Ungewollter Abgang von Urin, allgemein auch als "Blasenschwäche" bekannt, ist vor allem unter Frauen ein häufig auftretendes Problem. Schätzungsweise 10-20 % aller Frauen leiden unter mehr oder weniger regelmäßig auftretender Inkontinenz, wobei keineswegs nur ältere, sondern auch viele junge Frauen (z.B. nach Schwangerschaften) betroffen sind. Wenig bekannt ist, dass Harninkontinenz nicht selten auch bei Männern im fortgeschrittenen Lebensalter auftritt. Der Leidensdruck ist für die Betroffenen im Allgemeinen sehr hoch.

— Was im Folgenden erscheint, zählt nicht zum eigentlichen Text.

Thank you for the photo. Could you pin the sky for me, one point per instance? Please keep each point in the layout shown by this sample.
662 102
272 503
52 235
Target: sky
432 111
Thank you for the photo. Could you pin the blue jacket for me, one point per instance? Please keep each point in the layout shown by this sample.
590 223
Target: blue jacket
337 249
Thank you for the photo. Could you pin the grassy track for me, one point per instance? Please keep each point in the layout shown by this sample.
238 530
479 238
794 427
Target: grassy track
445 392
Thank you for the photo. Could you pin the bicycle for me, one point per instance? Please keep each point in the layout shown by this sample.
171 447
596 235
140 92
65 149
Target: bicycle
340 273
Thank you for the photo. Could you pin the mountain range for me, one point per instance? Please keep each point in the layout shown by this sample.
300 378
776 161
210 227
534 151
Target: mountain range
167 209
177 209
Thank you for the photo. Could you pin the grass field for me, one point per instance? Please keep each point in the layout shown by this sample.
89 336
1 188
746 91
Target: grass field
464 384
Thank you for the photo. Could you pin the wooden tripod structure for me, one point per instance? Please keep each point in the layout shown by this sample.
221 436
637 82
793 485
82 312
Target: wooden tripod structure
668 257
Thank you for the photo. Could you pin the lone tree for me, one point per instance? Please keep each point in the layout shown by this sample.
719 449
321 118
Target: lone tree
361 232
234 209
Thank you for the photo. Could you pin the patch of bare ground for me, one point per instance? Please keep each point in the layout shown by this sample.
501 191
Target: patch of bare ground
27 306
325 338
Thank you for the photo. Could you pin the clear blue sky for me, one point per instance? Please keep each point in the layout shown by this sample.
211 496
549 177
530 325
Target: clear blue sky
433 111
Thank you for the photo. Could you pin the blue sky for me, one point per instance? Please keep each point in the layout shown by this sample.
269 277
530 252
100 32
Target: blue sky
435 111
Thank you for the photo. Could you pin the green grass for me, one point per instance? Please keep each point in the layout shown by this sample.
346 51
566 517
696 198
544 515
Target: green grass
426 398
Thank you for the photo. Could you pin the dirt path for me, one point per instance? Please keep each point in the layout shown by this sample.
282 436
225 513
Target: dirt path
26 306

Bei Harninkontinenz handelt es sich nicht um ein eigenständiges Krankheitsbild, sondern um ein Symptom für Erkrankungen der Harnblase, der Harnröhre oder des Harnröhrenverschlusses.

Therapie

Als Therapie bei Harninkontinenz haben sich unterschiedliche Strategien bewährt. Bei der sogenannten Dranginkontinenz erreichen verschiedene Medikamente eine deutliche Linderung der Beschwerden. Die Stressinkontinenz, das heißt der ungewollte Verlust von Urin bei körperlichen Belastungen, kann heutzutage in den meisten Fällen durch eine sogenannte Schlingenoperation (z.B. TVT, Transobturatorisches Band) erfolgreich behandelt werden.